Wir veröffentlichen Auszüge aus einer Festrede des Protestanten Steinmeier für den katholischen Priester und Theologen George Augustin. Sie erscheint in dem Band "Welt vor Gott" (Herder Verlag)

Christsein und Politik – was hat das miteinander zu tun? In unserer Außenpolitik gilt: Wir dürfen Unterschiede nicht ignorieren, müssen Bereitschaft einfordern, über Unterschiede zu reden, auch zu streiten. Austausch brauchen wir nicht nur auf der Ebene staatlicher Politik, sondern noch mehr in der Begegnung von Gesellschaften und Religionen.

Die Suche nach einer friedlichen Ordnung ist ein stetiges Ringen um Wahrheit, ist die Erkenntnis, dass es ganz verschiedene Wahrnehmungen derselben Wirklichkeit gibt. Wenn es uns gelingt, im Gespräch mit anderen Religionen die Wahrheitsfrage auszuklammern und die gemeinsame Weltverantwortung ins Zentrum zu stellen, so ist der erste Schritt auf dem Weg zum Frieden getan. Unser politisches Leben in Deutschland ist christlich geprägt. Kein einziger Minister und keine einzige Ministerin dieser Bundesregierung mochte 2013 beim Ablegen des Amtseides auf Gottes Hilfe verzichten. Die Parteien, die diese Regierung tragen, haben einen Koalitionsvertrag verhandelt, der die Bedeutung der Kirchen für das gesellschaftliche Leben anerkennt. In Deutschland kann man von einem Kirchturm zum anderen blicken.

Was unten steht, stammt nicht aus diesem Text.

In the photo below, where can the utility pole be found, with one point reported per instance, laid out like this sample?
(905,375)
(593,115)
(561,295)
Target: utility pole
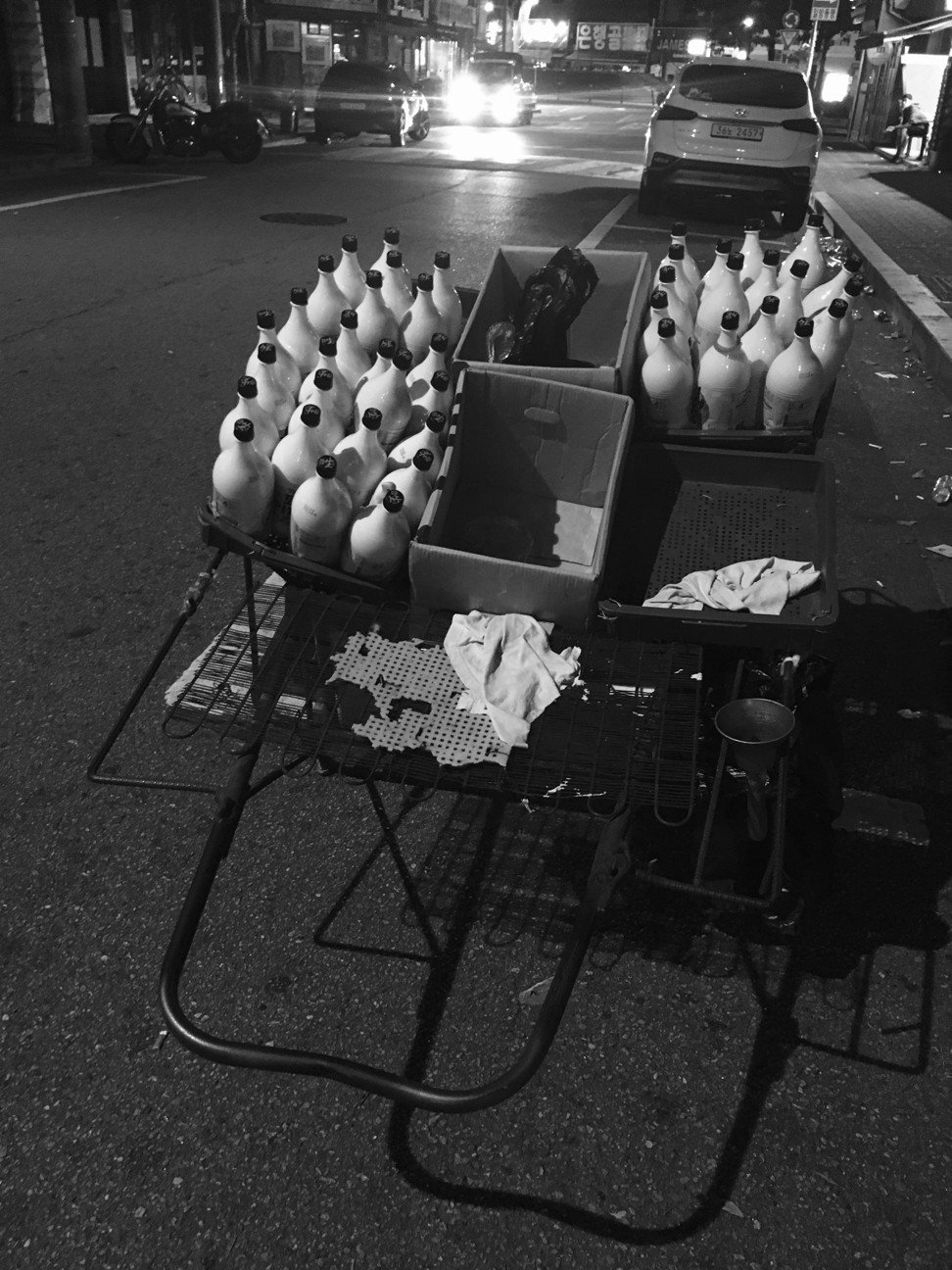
(68,90)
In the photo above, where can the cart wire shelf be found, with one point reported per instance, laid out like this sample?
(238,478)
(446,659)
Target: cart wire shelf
(630,729)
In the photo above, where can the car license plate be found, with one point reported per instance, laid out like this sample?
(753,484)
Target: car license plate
(738,131)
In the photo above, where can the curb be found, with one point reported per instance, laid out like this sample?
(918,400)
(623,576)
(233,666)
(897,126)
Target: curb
(921,318)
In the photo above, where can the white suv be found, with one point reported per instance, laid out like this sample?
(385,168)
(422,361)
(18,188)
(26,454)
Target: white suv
(736,127)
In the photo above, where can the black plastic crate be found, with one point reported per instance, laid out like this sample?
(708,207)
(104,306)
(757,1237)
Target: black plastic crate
(685,509)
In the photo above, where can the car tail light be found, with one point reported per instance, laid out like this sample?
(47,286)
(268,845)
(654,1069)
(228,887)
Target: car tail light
(809,125)
(674,112)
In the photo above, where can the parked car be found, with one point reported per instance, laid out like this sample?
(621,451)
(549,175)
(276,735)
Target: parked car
(736,127)
(492,90)
(369,97)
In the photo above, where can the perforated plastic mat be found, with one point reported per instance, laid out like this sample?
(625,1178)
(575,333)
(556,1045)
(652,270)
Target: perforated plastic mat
(270,673)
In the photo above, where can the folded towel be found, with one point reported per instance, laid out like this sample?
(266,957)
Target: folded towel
(757,586)
(504,661)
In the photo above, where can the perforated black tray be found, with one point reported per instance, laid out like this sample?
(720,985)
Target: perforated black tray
(689,509)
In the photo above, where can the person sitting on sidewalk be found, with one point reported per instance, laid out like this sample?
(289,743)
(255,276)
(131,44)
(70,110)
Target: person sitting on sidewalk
(914,122)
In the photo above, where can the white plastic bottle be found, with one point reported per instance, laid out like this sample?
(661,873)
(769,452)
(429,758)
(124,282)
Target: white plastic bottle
(412,483)
(320,514)
(791,301)
(667,384)
(832,339)
(265,432)
(273,395)
(794,384)
(720,297)
(348,273)
(294,463)
(762,346)
(360,459)
(446,297)
(299,335)
(715,273)
(353,361)
(809,249)
(438,397)
(764,283)
(429,437)
(334,424)
(389,394)
(377,540)
(421,320)
(286,364)
(326,301)
(724,378)
(751,252)
(374,321)
(243,483)
(822,297)
(398,295)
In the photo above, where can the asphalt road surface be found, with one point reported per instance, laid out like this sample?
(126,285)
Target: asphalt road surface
(720,1094)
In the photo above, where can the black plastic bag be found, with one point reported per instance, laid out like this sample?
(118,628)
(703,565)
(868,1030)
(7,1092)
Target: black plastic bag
(551,300)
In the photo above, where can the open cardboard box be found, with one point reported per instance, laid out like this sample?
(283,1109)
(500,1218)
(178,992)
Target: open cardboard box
(601,338)
(523,506)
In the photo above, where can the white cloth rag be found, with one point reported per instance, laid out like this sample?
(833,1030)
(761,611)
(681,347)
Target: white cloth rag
(505,663)
(757,586)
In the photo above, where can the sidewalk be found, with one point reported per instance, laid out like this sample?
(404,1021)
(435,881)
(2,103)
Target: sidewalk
(899,220)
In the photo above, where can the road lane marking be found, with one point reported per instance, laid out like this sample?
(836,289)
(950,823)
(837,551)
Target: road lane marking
(591,241)
(94,193)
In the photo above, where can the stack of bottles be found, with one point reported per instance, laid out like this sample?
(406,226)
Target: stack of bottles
(337,436)
(753,343)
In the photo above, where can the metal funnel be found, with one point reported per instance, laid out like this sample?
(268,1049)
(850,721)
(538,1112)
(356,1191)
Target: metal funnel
(755,729)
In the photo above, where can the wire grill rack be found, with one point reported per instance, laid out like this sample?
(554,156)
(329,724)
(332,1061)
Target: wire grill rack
(633,725)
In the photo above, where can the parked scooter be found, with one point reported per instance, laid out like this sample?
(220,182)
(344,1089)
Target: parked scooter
(172,124)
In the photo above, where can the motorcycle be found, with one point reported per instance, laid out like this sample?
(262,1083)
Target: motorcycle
(172,124)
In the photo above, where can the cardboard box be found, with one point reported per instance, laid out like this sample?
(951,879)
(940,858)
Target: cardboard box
(522,512)
(604,333)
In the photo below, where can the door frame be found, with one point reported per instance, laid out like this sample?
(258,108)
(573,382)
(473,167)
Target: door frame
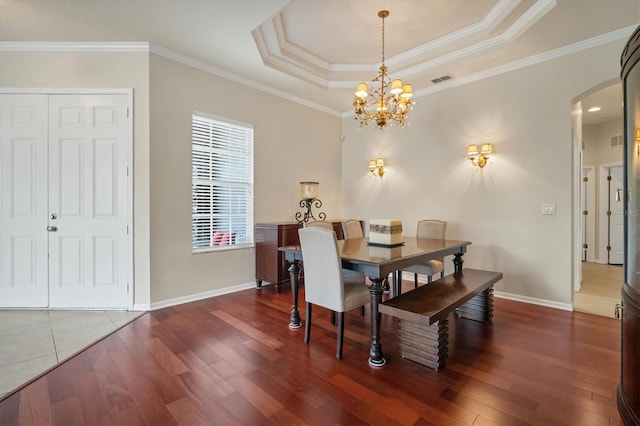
(101,91)
(603,202)
(592,216)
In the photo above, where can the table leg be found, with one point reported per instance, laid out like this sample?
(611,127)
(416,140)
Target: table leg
(376,358)
(294,273)
(457,262)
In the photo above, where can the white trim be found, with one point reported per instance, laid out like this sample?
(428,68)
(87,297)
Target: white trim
(5,46)
(144,307)
(591,217)
(61,46)
(199,296)
(534,301)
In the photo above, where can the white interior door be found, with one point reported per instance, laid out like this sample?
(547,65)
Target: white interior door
(23,200)
(88,150)
(616,218)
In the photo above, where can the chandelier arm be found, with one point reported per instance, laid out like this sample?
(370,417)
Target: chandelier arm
(377,105)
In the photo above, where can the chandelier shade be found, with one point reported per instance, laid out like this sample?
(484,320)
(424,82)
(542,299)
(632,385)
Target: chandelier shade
(390,100)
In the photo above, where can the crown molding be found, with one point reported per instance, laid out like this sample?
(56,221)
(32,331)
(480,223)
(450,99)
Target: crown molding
(38,46)
(161,51)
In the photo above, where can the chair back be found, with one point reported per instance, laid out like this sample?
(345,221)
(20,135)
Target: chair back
(320,223)
(351,228)
(432,229)
(323,284)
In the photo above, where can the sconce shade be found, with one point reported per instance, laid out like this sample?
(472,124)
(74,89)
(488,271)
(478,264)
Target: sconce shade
(308,190)
(479,158)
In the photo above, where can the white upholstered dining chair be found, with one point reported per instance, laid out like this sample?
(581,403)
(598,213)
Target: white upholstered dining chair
(430,228)
(320,223)
(324,282)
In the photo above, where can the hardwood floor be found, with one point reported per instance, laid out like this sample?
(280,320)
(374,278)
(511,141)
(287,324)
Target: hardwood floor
(233,360)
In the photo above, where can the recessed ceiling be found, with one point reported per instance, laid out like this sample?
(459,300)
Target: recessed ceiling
(609,100)
(317,51)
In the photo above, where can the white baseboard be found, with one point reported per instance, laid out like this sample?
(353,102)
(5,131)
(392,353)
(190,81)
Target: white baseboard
(141,307)
(199,296)
(534,301)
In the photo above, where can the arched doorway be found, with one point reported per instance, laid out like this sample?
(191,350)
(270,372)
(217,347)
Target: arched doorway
(598,157)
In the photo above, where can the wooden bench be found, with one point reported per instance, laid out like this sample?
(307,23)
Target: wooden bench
(423,312)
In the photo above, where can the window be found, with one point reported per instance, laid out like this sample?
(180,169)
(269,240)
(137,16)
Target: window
(222,184)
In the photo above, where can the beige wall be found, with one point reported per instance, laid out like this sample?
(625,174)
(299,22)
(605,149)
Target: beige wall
(292,143)
(91,71)
(526,114)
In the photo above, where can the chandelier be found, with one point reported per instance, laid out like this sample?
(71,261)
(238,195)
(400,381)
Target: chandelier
(389,102)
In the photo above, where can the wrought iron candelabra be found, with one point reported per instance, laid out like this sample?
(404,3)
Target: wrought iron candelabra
(308,214)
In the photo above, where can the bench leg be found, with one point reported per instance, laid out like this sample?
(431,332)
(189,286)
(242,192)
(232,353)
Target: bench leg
(480,308)
(425,345)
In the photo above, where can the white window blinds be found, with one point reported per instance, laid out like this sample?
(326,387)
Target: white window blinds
(222,184)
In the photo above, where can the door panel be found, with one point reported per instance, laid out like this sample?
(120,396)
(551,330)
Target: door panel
(88,140)
(23,201)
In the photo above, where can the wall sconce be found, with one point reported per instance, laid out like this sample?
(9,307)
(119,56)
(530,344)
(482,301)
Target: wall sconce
(309,197)
(479,160)
(376,167)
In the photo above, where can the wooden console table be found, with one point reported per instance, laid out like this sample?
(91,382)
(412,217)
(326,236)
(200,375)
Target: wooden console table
(271,265)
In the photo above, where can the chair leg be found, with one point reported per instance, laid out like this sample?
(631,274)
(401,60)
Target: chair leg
(307,324)
(340,335)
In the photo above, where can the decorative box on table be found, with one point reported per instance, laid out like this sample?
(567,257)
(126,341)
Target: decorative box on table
(385,232)
(384,253)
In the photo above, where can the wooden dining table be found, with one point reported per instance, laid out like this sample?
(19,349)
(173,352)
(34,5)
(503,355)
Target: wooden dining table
(376,262)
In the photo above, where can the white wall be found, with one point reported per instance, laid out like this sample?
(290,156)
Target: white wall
(100,70)
(526,115)
(292,144)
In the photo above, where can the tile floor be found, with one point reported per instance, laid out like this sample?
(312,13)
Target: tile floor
(601,287)
(32,341)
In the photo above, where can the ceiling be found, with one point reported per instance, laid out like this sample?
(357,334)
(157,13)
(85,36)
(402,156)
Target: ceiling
(316,51)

Aber spiegelt das noch die innere Wirklichkeit vieler Menschen wider? Mein Wahlkreis liegt in Brandenburg. Zum Christentum fühlt sich dort formal nur noch jeder Fünfte zugehörig. Doch die Dorfbewohner kämpfen für den Erhalt ihrer Kirchen – nicht weil sie alle zum Gottesdienst gehen wollen, sondern weil ihrer Ansicht nach jedes Dorf eine Kirche als Mittelpunkt braucht. Noch ein Schlaglicht: Seit einiger Zeit schreibe ich auf Facebook regelmäßig über meine Arbeit, meine Reisen, veröffentliche Fotos und Reden. Selbstverständlich berichte ich dort auch von meinem kirchlichen Engagement. Die Reaktionen sind oft von erschreckender Ablehnung, ja Abfälligkeit. "Religion gehört nach Hause und nicht in die Politik", hieß es zum Post über meine Arbeit im Präsidium des Deutschen Evangelischen Kirchentags.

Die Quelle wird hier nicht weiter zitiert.